Subject: Re: [PATCH] sched/rt: RT_RUNTIME_GREED sched feature
To: Peter Zijlstra <peterz@infradead.org>,
        Daniel Bristot de Oliveira <bristot@redhat.com>
References: <fa5b1b55d8934c6a0e02e04a7ad6afdf4012c2e0.1478506194.git.bristot@redhat.com>
 <20161108115958.GO3142@twins.programming.kicks-ass.net>
 <20161108090740.4226ffc9@gandalf.local.home>
 <20161108165133.GI3117@twins.programming.kicks-ass.net>
 <20161108121710.3e7eb664@gandalf.local.home>
 <20161108180548.GN3117@twins.programming.kicks-ass.net>
 <f4095990-3fa0-ac2f-7277-3b8f0cdbc333@redhat.com>
 <20161108195015.GP3117@twins.programming.kicks-ass.net>
Cc: Steven Rostedt <rostedt@goodmis.org>, Ingo Molnar <mingo@redhat.com>,
        Christoph Lameter <cl@linux.com>,
        linux-rt-users <linux-rt-users@vger.kernel.org>,
        LKML <linux-kernel@vger.kernel.org>,
        Tommaso Cucinotta <tommaso.cucinotta@sssup.it>
From: Daniel Bristot de Oliveira <bristot@redhat.com>
Message-ID: <8a80c2c2-3803-5648-67b2-4dee7381d5a6@redhat.com>
Date: Wed, 9 Nov 2016 14:33:55 +0100
User-Agent: Mozilla/5.0 (X11; Linux x86_64; rv:45.0) Gecko/20100101
 Thunderbird/45.4.0
MIME-Version: 1.0
In-Reply-To: <20161108195015.GP3117@twins.programming.kicks-ass.net>
Content-Type: text/plain; charset=windows-1252
Content-Transfer-Encoding: 7bit
Sender: linux-kernel-owner@vger.kernel.org
Content-Length: 2046
Lines: 44


On 11/08/2016 08:50 PM, Peter Zijlstra wrote:
>> The problem is that using RT_RUNTIME_SHARE a CPU will almost always
>> > borrow enough runtime to make a CPU intensive rt task to run forever...
>> > well not forever, but until the system crash because a kworker starved
>> > in this CPU. Kworkers are sched fair by design and users do not always
>> > have a way to avoid them in an isolated CPU, for example.
>> > 
>> > The user then can disable RT_RUNTIME_SHARE, but then the user will have
>> > the CPU going idle for (period - runtime) at each period... throwing CPU
>> > time in the trash.
> So why is this a problem? You really should not be running that much
> FIFO tasks to begin with.

I agree that a spinning real-time task is not a good practice, but there
are people using it and they have their own reasons/metrics/evaluations
motivating them.

> So I'm willing to take out (or at least default disable
> RT_RUNTIME_SHARE). But other than this, this never really worked to
> begin with. So it cannot be a regression. And we've lived this long with
> the 'problem'.

I agree! It would work perfectly in the absence of tasks pinned to a
processor, but that is not the case.

Trying to attend the users that want as much CPU time for -rt tasks as
possible, the proposed patch seems to be a better solution when compared
to RT_RUNTIME_SHARE, and it is way simpler! Even though it is not as
perfect as a DL Server would be in the future, it seems to be useful
until there...

> We really should be doing the right thing here, not make a bigger mess.

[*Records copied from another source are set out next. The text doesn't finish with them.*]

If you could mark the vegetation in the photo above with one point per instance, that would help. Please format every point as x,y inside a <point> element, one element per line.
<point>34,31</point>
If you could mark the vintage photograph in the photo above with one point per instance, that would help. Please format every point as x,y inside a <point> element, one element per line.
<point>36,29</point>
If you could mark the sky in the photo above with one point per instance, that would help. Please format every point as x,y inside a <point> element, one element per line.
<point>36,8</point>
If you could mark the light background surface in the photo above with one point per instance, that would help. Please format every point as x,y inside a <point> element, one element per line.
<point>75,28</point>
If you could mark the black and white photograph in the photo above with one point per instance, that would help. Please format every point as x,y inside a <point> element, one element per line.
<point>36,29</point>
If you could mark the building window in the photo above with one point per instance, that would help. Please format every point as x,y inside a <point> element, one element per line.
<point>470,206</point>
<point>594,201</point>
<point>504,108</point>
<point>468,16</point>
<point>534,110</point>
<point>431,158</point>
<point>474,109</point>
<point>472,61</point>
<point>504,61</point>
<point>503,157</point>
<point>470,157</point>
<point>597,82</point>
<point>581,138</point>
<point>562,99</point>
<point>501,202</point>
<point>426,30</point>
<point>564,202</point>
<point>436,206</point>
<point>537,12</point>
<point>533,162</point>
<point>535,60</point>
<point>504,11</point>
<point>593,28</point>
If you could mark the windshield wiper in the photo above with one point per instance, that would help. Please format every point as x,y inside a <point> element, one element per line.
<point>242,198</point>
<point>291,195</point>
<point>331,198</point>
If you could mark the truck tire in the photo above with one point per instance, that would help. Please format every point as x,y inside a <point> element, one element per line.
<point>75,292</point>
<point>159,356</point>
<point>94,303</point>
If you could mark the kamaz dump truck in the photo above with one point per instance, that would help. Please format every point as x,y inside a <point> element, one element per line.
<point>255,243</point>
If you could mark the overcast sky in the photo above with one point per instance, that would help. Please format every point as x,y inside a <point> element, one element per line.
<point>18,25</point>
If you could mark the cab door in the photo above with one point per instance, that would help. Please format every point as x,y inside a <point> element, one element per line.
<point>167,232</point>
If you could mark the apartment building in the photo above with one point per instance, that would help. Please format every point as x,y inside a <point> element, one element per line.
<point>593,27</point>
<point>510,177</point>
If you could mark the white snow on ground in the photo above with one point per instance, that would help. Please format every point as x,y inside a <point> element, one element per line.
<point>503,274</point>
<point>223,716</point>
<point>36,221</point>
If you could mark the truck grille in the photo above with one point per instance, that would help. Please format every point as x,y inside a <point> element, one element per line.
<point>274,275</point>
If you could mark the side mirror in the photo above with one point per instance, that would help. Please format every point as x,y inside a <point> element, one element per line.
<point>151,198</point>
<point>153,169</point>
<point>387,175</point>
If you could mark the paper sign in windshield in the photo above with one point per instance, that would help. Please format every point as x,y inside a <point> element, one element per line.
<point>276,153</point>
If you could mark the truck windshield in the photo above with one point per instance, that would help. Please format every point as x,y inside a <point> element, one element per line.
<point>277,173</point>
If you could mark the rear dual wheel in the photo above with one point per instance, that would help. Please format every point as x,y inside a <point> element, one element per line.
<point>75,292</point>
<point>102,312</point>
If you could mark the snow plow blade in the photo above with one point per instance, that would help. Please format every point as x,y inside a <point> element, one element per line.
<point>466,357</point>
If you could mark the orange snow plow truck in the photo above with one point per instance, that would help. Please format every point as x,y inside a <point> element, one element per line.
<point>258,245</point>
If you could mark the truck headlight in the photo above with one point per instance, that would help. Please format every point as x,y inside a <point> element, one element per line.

I see, agree and I am anxious to have it! :-). Tommaso and I discussed
about DL servers implementing such rt throttling. The more complicated
point so far (as Rostedt pointed on another e-mail) will be to have DL
servers with arbitrary affinity, or serving task with arbitrary
affinity. For example, one DL server pinned to each CPU providing
bandwidth for fair tasks to run for (rt_period - rt_runtime)us at each
rt_period... it will take sometime until someone propose it.

-- Daniel